Actually it's not just quick and easy expediency.
There is an actual reason many US cities use elevated lines versus underground utilities.
Houses and building lots in the US tend to be much larger than their European counterparts. This makes neighborhoods bigger and means that utilities have to span a much further distance to serve the same number of customers.
When you take this to a city-wide level the grid for an American city is exponentially larger than that of a comparably populated European one. (I say American, but I could just as easily say in the Americas as housing in Mexico or many other places looks pretty much identical in structure to that in any US or Canadian neighborhood).
When you send a signal through a wire a certain amount of that signal is leaked out and lost to the surroundings. Whether it be electricity, cable, data, or phone, as the distance increases, the amount of signal dispersed to the surrounding environment increases. In elevated lines, the air itself acts as an insulator to signal loss.

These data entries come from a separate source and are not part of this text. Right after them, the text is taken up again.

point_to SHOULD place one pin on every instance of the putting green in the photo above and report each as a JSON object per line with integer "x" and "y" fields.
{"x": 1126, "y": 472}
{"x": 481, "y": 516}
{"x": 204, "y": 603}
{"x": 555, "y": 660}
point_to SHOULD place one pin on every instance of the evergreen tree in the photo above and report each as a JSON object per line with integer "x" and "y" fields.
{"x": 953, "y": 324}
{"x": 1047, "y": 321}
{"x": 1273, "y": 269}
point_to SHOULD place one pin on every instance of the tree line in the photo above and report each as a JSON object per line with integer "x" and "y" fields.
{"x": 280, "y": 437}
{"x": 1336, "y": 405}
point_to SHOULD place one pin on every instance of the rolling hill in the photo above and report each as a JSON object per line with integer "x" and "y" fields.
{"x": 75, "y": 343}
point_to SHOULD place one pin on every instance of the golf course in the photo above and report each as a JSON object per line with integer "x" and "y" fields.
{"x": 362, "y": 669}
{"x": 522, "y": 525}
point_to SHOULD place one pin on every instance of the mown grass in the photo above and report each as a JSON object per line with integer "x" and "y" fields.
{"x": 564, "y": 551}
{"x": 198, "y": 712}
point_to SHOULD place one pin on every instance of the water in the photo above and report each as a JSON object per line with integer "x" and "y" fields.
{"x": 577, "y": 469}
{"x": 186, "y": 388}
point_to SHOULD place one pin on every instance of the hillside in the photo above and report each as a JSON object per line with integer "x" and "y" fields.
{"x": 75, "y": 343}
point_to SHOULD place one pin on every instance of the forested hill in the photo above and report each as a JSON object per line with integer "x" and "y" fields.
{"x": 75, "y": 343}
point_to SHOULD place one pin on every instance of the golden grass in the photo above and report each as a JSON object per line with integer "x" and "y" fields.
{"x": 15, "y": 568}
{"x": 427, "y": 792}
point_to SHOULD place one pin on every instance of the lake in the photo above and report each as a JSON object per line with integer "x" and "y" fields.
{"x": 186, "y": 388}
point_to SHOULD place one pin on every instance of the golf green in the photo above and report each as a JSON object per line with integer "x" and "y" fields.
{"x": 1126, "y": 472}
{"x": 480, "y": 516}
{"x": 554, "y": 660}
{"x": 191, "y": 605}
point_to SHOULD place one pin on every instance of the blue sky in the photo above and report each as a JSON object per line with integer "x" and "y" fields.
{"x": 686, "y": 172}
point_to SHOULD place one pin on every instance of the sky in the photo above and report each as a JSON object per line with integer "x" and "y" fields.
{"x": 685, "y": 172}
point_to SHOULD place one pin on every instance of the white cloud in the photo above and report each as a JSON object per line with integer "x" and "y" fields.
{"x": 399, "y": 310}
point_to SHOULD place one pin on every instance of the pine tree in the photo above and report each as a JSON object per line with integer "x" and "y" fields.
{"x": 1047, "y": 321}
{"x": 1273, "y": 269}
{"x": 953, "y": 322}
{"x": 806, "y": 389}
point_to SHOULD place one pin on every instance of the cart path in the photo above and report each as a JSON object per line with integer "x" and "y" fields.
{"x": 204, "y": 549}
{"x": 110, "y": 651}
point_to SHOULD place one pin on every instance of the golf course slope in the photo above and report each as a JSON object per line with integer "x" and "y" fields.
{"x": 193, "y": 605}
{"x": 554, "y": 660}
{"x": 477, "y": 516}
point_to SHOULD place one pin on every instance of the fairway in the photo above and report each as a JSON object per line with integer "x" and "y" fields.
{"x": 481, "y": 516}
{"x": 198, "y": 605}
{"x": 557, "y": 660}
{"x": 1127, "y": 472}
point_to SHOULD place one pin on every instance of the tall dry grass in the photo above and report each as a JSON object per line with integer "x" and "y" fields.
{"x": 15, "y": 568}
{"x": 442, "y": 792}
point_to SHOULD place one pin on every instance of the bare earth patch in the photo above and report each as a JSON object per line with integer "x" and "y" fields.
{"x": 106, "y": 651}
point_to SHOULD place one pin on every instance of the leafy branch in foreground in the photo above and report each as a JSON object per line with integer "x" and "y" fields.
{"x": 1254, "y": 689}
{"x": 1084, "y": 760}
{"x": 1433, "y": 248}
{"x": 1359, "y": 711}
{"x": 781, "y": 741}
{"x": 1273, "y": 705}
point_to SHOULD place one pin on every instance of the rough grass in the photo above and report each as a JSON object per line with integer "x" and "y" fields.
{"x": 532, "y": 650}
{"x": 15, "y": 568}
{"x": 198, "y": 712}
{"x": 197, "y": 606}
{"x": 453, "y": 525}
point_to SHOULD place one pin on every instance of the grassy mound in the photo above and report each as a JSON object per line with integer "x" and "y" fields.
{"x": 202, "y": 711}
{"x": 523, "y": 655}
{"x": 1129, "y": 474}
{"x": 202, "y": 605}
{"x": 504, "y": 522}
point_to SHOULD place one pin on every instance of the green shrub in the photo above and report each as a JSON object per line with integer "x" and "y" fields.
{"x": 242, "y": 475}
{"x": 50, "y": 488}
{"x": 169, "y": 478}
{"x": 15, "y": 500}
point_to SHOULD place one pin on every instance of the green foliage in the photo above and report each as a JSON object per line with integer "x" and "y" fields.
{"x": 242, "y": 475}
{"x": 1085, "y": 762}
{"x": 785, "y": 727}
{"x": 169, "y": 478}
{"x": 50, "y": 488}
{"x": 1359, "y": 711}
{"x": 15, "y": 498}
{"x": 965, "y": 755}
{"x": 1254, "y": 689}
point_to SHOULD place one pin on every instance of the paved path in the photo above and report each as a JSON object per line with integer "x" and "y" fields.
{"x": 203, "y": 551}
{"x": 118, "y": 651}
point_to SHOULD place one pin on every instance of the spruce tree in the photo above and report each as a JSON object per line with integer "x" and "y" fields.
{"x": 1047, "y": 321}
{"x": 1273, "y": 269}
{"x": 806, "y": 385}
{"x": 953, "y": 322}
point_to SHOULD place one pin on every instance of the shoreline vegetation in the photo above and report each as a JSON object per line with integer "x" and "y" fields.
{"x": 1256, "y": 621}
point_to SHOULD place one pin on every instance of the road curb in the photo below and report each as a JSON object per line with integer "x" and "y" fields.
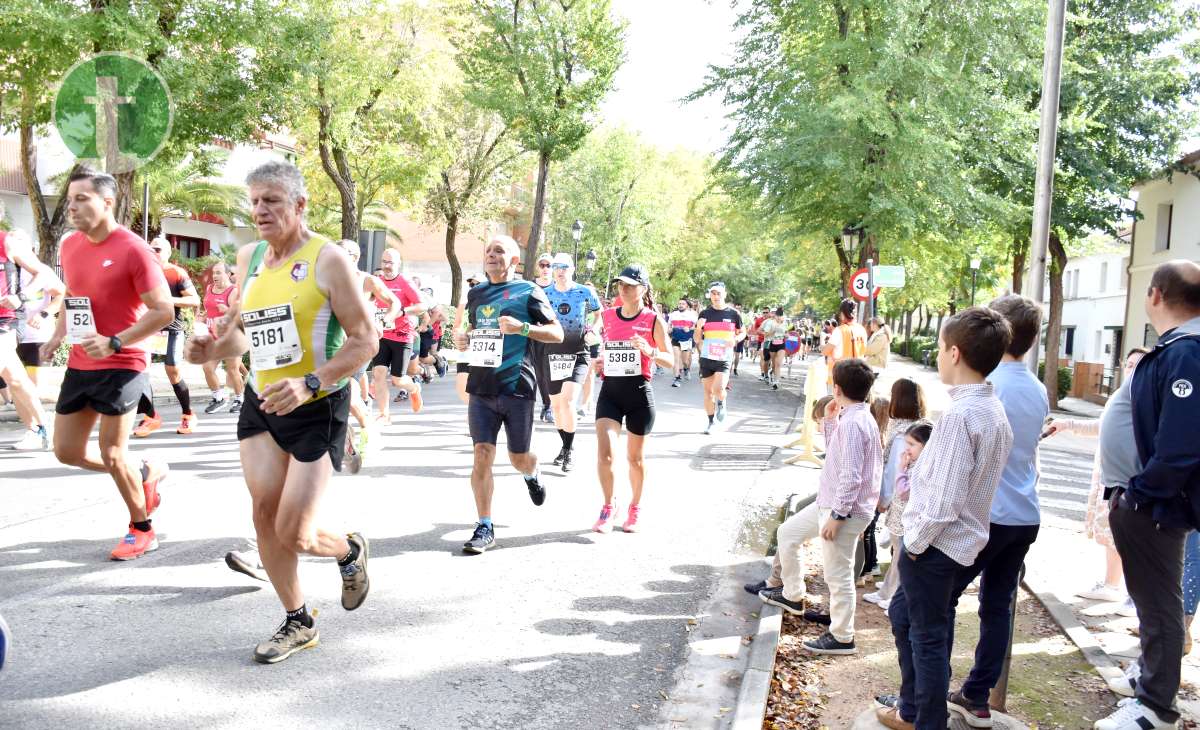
{"x": 751, "y": 705}
{"x": 1101, "y": 660}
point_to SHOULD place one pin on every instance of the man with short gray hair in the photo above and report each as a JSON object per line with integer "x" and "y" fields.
{"x": 1153, "y": 514}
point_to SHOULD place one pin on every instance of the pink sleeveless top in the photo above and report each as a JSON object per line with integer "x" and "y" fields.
{"x": 617, "y": 329}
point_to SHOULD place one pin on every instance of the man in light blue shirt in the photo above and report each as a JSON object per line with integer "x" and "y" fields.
{"x": 1015, "y": 515}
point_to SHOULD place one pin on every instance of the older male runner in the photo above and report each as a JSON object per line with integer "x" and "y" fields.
{"x": 505, "y": 315}
{"x": 17, "y": 255}
{"x": 307, "y": 327}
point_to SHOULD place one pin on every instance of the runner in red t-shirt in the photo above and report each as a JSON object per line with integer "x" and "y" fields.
{"x": 183, "y": 295}
{"x": 221, "y": 297}
{"x": 396, "y": 342}
{"x": 17, "y": 255}
{"x": 117, "y": 297}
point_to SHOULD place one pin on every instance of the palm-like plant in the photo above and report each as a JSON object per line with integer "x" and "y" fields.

Because the earth is a natural ground (actually THE natural ground) its proximity to wires actually exacerbates signal loss quite a bit so that underground utilities are only practical on short runs.
In many densely populated places like New Orleans of New York you will find underground utilities, but you will also find huge ventilation grates in the streets to vent the substations. The actual main runs of the wires are from those with the general areas being served with trunk service from larger elevated lines somewhere.
It's not a matter of doing something on the cheap because it's quick and easy, it's a matter or one technology not being practical in one situation where in another place the opposing technology is he most ideal..
(oh yeah one foreigner thing that's funny...foreigners being the mindset that because somethings done a certain way 'back home' that that's the best way to do it!)